Commissioner Allison Herren Lee, a Democrat, agreed after the vote that “there is nothing inherently wrong” with changing the rules, “particularly if data suggests the need to correct some imbalance. But what does the data show about proxy voting? That the vote recommended by management carries the day some 90% of the time. Management’s views nearly always prevail. That is the context in which we consider these two proposals that would tilt the scales even further against shareholders,” said Ms. Lee, who voted against the proposal.
The proposed changes are now subject to a 60-day public comment period. During that time, investor advocacy groups like CII, US SIF: The Forum for Sustainable and Responsible Investing, Ceres and the United Nations-backed Principles for Responsible Investment vow to challenge SEC staff to produce data justifying the changes.
Business groups welcomed the changes after years of campaigning for tighter controls on proxy advisers that they saw as having too much influence and no process for companies to correct errors, particularly the dominant firms Institutional Shareholder Services Inc. and Glass, Lewis & Co. The new rules are designed to “facilitate issuer and shareholder engagement (and) provide clarity to market participants,” the SEC said.
Aeisha Mastagni, a portfolio manager in the sustainable investment and stewardship strategies unit of the $242.1 billion California State Teachers’ Retirement System, West Sacramento, doesn’t see that happening by requiring proxy advisers to consult with companies.
“That methodological weakness is highly concerning to me because I think it is vague and I think it could delay our ability to vote. It causes delays in an already time-constrained proxy season and it affects my fiduciary ability to vote these proxies,” she said.
Even large asset managers rely on proxy advisers for recommendations. “No institutional investor could vote their proxy without a proxy adviser,” said one asset manager who declined to be identified. Others, like BlackRock Inc. and Vanguard Group Inc., are studying the lengthy proposals and plan to weigh in during the comment period.
Mike McCauley, senior officer, investment programs and governance at the $195.6 billion Florida State Board of Administration, Tallahassee, disputes that proxy advisers drive the voting outcome. “If you look at the stats, it’s just not true. It leads to support levels, but that does not mean it drives the vote,” he said.
Higher shareholder proposal thresholds were needed, corporate groups said, in part because of the increased concentration of stock ownership by institutional shareholders that are more likely to support shareholder proposals.
They would also help control activist investors “that cause companies to focus on political issues at the expense of company growth,” said Jay Timmons, president and CEO of the National Association of Manufacturers said in a statement after the vote.

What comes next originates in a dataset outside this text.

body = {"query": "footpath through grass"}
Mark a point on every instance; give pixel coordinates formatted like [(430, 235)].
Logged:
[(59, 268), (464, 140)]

SEC Commissioner Robert Jackson Jr. argued that there could have been a more nuanced approach to dealing with gadfly investors. Instead, “what we’ve done is swat a gadfly with a sledgehammer,” he said on a press call after the vote.
The changes to the shareholder proposal process raise the minimum amount of stock held and the time held — currently $2,000 and one year — to at least $2,000 in stock held for three years, $15,000 for two years, or $25,000 for one year. Shareholders could not aggregate their holdings with others and must be available to meet with the company to discuss the proposal.
Changes to thresholds for resubmitting proposals, last updated in 1954, are more dramatic. Currently, proposals must get 3% of shareholder support in the first year, 6% in the second year and 10% in the third year. Now, a first-time proposal would need 5% support to be eligible for resubmission in the following three years, while those submitted two and three times in the previous five years would need 15% and 25% support, respectively. Companies also gain the right to exclude a proposal if the most recent vote captured less than 50% and there was a decline in votes.
The effect “would be pretty chilling,” said Mr. McCauley of Florida SBA. “I think you are going see a pretty significant decline in shareholder resolutions.”